Frankfurt, 04 (AE-AP) - As previsões de um euro ressurgente tiveram um grande impulso nesta terça-feira (04), quando um influente instituto de estudos econômicos divulgar a previsão para o ano 2000 de um crescimento de 3% nos países que utilizam a moeda.
Apenas um dia antes que o DIW divulgasse os números, o presidente do Banco Central Europeu, Wim Duisenberg, disse que a economia européia ajudaria a escorar a fraca moeda, que, há um ano, foi lançada para valer US$ 1,17 e que agora caiu para a marca de menos de um dólar no início de dezembro.
Repercutindo as palavras de Duisenberg, o DIW disse que a fraqueza do euro "não é dramática" e observou que ajudou a estimular as exportações, a chave para o crescimento dos 11 países da União Européia que fazem uso do euro.
O instituto também previu que a inflação terá um apenas um ligeiro aumento em 2000, com a estabilização dos preços do petróleo e com o euro preparando uma retomada.
No início do ano passado, a DIW previu para 1999 um crescimento de 1,9% do PIB na zona do euro, enquanto o crescimento real chegou a aproximadamente 2,1%. "Pode levar algum tempo, mas vai ficar cada vez mais evidente que a economia está se recuperando, não somente na área do euro como também na Alemanha", disse Petra Koehler, uma economista do Banco Dresdner.
Ela disse que o consumo privado e a criação de empregos estão estimulando a economia na zona do euro, citando a Itália, Espanha e França como áreas de visível melhoria. A taxa de desemprego da França caiu para 10,8% em novembro, caindo para menos de 11% pela primeira vez desde meados de 1998.
Koehler disse que a perspectiva geral para o crescimento econômico significa que o euro poderá ter um movimento ascendente nesta primavera e previu que subirá para um valor entre US$ 1,15 e US$ 1,20 no final do ano.

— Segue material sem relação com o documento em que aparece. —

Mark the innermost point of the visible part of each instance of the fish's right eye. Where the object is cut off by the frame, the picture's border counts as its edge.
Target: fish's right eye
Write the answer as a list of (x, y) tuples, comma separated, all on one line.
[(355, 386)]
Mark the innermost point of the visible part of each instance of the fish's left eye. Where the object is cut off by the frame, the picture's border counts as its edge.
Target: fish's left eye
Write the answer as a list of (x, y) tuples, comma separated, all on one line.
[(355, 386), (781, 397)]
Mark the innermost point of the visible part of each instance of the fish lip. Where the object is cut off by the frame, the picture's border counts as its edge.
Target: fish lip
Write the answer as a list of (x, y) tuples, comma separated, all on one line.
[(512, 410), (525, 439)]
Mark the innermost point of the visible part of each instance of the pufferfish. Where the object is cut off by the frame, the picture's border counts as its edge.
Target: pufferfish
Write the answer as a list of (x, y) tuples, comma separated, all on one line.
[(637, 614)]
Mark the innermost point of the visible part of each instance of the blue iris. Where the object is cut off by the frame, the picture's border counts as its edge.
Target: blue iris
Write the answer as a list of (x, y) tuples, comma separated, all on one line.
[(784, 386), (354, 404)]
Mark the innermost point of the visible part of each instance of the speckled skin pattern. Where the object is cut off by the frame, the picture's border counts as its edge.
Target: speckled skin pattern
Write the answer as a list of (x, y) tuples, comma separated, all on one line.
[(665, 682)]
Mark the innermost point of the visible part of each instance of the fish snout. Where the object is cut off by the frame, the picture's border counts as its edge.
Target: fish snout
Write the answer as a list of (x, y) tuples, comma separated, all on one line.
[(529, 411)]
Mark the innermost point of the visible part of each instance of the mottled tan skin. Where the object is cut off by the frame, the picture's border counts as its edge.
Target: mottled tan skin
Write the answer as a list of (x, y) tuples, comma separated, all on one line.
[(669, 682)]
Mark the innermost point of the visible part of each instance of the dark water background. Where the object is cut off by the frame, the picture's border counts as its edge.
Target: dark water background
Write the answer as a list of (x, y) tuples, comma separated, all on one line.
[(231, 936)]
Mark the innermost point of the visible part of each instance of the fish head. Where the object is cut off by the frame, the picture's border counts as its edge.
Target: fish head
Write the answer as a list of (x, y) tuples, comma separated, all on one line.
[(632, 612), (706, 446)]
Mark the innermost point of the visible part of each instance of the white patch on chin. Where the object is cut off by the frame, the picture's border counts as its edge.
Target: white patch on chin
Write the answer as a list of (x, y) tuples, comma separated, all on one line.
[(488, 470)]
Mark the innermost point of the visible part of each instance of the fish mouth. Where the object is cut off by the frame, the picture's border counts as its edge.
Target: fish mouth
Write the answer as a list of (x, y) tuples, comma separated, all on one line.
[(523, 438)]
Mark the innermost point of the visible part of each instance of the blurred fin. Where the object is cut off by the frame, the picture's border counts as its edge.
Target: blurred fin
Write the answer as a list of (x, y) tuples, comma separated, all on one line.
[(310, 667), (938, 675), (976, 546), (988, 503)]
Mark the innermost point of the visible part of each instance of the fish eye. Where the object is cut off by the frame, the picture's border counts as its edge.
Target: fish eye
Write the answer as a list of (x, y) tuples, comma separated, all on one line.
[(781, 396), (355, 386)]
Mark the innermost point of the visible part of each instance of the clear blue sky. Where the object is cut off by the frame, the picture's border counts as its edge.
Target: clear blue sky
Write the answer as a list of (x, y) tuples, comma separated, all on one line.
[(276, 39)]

Na última terça-feira
a moeda valia 1,0305 em relação ao dólar.
A Alemanha, que responde por cerca de 32% da economia na zona do euro, permanece sendo o eixo central de uma retomada européia. O DIW observou que a perspectiva para o crescimento da Alemanha, previsto para 2,4%, é menos favorável que em outras regiões do euro porque a demanda interna na Alemanha é relativamente fraca.
Mas esta economia impulsionada pela exportação ainda tem espaço para se beneficiar do euro desvalorizado, o que torna as mercadorias alemãs mais baratas no exterior.
Petra Koehler permanece otimista em relação às perspectivas de crescimento da Alemanha, citando medidas recentes como a reforma tributária e a melhoria do mercado de empregos. Ela previu que o crescimento deve atingir 2,7%.
O DIW disse que se espera que o número de desempregados na Alemanha diminua em 200.000 pessoas, caindo da média de 4,1 milhões de desempregados em 1999 para 3,9 milhões este ano.
Entretanto, o DIW justificou sua previsão dizendo que o declínio no índice de desemprego da Alemanha este ano, dos 10,2% no ano passado para 9,8% este ano, será provocado primordialmente por fatores demográficos em vez de motivado por um maior impulso na economia.